To assess whether MP3-seq values provide quantitative information about interaction strength, we performed three all-by-all replicates for interactions between varying-length 1×1s designed to span a wide range of Kd values48 (Fig. 2f). These interactions are not expected to be orthogonal as weaker interactions were achieved by truncating two parent four-heptad binders (AN4, BN4) by a half or full heptad48 (Fig. 2g). The MP3-seq P-LFCs correlated very well with previously measured dissociation constants over approximately three orders of magnitude (r2 = 0.94; Fig. 2h).

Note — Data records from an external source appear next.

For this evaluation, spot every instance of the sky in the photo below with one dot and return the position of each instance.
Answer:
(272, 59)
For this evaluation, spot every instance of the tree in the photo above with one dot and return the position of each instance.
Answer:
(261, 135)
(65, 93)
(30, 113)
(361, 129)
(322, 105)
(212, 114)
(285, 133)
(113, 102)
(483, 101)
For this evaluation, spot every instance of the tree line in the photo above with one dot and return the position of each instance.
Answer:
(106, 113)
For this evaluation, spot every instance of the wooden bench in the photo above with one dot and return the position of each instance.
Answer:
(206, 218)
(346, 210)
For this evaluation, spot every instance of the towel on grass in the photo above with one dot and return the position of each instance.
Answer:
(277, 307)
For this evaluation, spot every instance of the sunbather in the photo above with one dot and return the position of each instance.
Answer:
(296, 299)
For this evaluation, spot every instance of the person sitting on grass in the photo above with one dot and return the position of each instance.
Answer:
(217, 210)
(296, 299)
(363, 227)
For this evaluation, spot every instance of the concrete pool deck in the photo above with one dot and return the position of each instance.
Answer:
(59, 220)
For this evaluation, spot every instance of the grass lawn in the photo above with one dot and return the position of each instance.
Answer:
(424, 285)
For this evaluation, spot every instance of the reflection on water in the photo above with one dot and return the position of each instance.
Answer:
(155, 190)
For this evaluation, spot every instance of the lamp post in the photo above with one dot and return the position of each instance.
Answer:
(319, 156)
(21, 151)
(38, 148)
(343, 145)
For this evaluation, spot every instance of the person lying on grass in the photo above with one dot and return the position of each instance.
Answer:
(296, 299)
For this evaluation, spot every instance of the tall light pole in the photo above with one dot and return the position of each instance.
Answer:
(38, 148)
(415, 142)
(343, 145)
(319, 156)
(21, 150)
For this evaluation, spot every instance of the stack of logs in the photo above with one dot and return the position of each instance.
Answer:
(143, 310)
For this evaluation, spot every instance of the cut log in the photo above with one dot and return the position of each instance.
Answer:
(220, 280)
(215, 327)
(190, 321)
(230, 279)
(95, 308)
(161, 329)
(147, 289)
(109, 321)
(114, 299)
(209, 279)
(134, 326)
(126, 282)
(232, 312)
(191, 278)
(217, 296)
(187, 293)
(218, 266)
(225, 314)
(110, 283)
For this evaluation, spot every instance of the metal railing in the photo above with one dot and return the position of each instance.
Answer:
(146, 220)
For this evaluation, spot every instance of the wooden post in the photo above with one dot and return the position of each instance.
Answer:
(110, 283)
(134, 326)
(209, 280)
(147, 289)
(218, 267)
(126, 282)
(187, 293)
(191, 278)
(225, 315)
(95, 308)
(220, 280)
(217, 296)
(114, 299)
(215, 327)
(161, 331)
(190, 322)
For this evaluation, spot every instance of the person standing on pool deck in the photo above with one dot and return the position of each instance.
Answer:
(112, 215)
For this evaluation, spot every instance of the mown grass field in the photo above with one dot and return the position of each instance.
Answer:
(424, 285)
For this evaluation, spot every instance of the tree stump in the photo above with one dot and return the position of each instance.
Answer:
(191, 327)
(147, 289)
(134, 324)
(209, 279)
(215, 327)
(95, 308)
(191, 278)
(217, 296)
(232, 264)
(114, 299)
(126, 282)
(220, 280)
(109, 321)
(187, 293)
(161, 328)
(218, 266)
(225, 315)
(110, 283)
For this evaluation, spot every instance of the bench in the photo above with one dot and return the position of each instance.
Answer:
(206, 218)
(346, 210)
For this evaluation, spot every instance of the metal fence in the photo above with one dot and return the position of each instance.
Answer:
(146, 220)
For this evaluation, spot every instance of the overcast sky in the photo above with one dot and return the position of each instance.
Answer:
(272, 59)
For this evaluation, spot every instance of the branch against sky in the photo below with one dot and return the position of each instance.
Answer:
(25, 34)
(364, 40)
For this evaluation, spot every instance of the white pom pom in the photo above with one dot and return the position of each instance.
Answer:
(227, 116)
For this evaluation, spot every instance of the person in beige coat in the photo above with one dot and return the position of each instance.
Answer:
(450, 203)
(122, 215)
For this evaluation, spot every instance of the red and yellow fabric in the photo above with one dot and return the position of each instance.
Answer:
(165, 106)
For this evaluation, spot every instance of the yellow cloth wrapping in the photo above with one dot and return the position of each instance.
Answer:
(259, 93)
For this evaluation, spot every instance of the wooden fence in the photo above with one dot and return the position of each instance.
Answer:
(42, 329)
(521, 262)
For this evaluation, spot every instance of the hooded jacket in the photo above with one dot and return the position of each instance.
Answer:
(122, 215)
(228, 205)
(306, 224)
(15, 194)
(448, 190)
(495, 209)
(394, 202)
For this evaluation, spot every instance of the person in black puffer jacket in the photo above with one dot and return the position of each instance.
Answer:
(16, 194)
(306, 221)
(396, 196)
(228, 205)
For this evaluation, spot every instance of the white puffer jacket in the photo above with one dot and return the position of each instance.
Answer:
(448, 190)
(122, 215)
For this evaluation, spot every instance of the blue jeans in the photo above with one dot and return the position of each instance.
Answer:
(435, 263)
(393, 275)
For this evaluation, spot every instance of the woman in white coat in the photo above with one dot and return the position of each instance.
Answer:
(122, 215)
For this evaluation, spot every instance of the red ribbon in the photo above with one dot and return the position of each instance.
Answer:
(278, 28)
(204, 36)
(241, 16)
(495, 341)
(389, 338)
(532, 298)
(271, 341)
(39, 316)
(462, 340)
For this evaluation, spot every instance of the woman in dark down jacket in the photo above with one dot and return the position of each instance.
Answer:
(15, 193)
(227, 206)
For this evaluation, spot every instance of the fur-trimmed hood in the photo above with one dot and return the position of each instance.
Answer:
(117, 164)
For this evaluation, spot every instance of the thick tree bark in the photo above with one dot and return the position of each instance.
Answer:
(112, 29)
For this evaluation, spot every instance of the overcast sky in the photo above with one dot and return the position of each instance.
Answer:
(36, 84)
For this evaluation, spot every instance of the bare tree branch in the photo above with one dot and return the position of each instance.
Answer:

We explored using minimum read count filtering at different thresholds and found that filtering brought minimal or no changes to correlation with the reported Kd values. However, for the NICP series, filtering did improve correlation (particularly for Spearman’s rho) (Supplementary Fig. 4a,b). Lastly, to examine the performance for weaker interactions, we compared the correlation of enrichment and P-LFC values with the Kd values for the five weakest interactions48. Enrichments had a slightly better ability to order weak interactions than P-LFCs, suggesting that a non-DeSeq2 analysis may be better suited for the high-throughput study of weak PPIs (Supplementary Fig. 4c).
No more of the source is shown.